Es ist, als würdest du eine billige Story so verdünnen, dass sie sogar Kleinkinder genießen können. Und das meine ich nicht hämisch, sondern bitterernst. Der Plot hat nichts interessantes, er ist total lachhaft, wenn ich mir überlege, wie viele Dinge du missachtest.
Wenn du deine Leser in eine Rosa-flauschige Welt voller Lieber und Wattebäuschen entführen willst, dann musst du das sanft tun.
Aber nicht:
"Sie leckt seinen Finger, sie sehen sich an, gehen ins Hotel, poppen, heiraten und haben 8 Kinder in 10 Jahren"
Was soll das? Das kommt in etwa so als würdest du jemanden mit einem Hektoliter Honig übergießen.
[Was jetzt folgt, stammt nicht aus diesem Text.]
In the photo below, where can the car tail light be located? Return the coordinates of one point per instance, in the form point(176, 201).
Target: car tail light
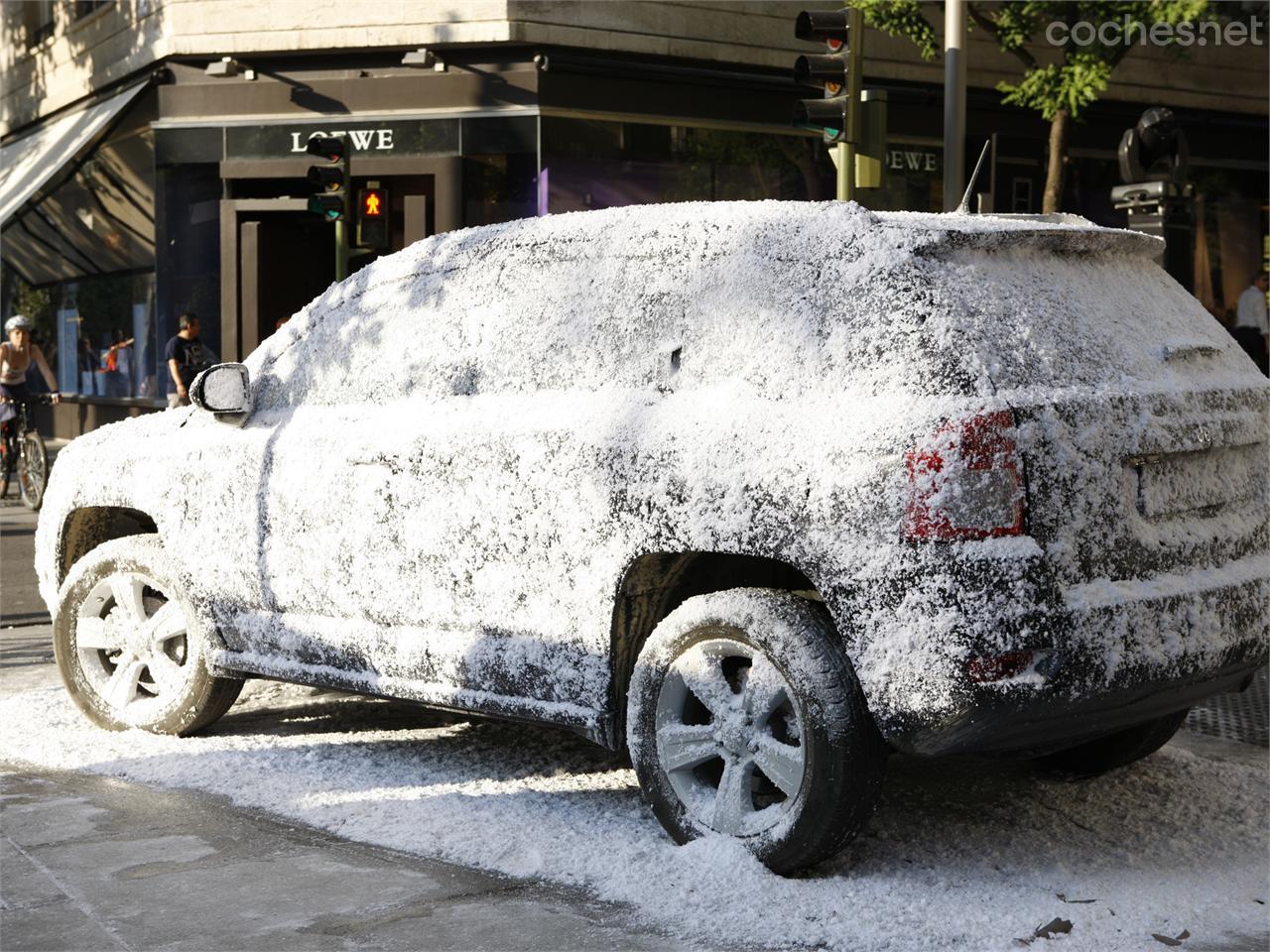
point(965, 483)
point(985, 669)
Hast du dir die Reaktionen auf deine Geschichten mal angesehen? Interessiert es dich überhaupt was andere Leute davon denken und ob da nicht vielleicht ein Funke Wahrheit drin steckt? Hier laufen nämlich nicht nur ahnungslose Vollidioten rum, man kann denen auch mal Glauben schenken.
Wenn es dich einen Dreck schert wie gut du bist, oder ob das was du schreibst überhaupt irgendwie Sinn ergibt oder irgendein Ziel verfolgt, sprich, wenn du schreibst um des Zeitvertreibes Willen, dann frage ich mich, wieso stellst du das dann in ein Autorenforum?
Das würde mich wirklich mal interessieren, vielleicht kann man dir dann helfen. Willst du Erotik vermitteln, oder Pornographie, oder soll die Story eine missglückte Form dadaistischer Kunst sein? Auf jeden Fall ist es ohne Erklärung was das darstellen soll eigentlich nur eines: Blamabel. Und das kann eigtl. weder in deinem noch in unserem Interesse liegen.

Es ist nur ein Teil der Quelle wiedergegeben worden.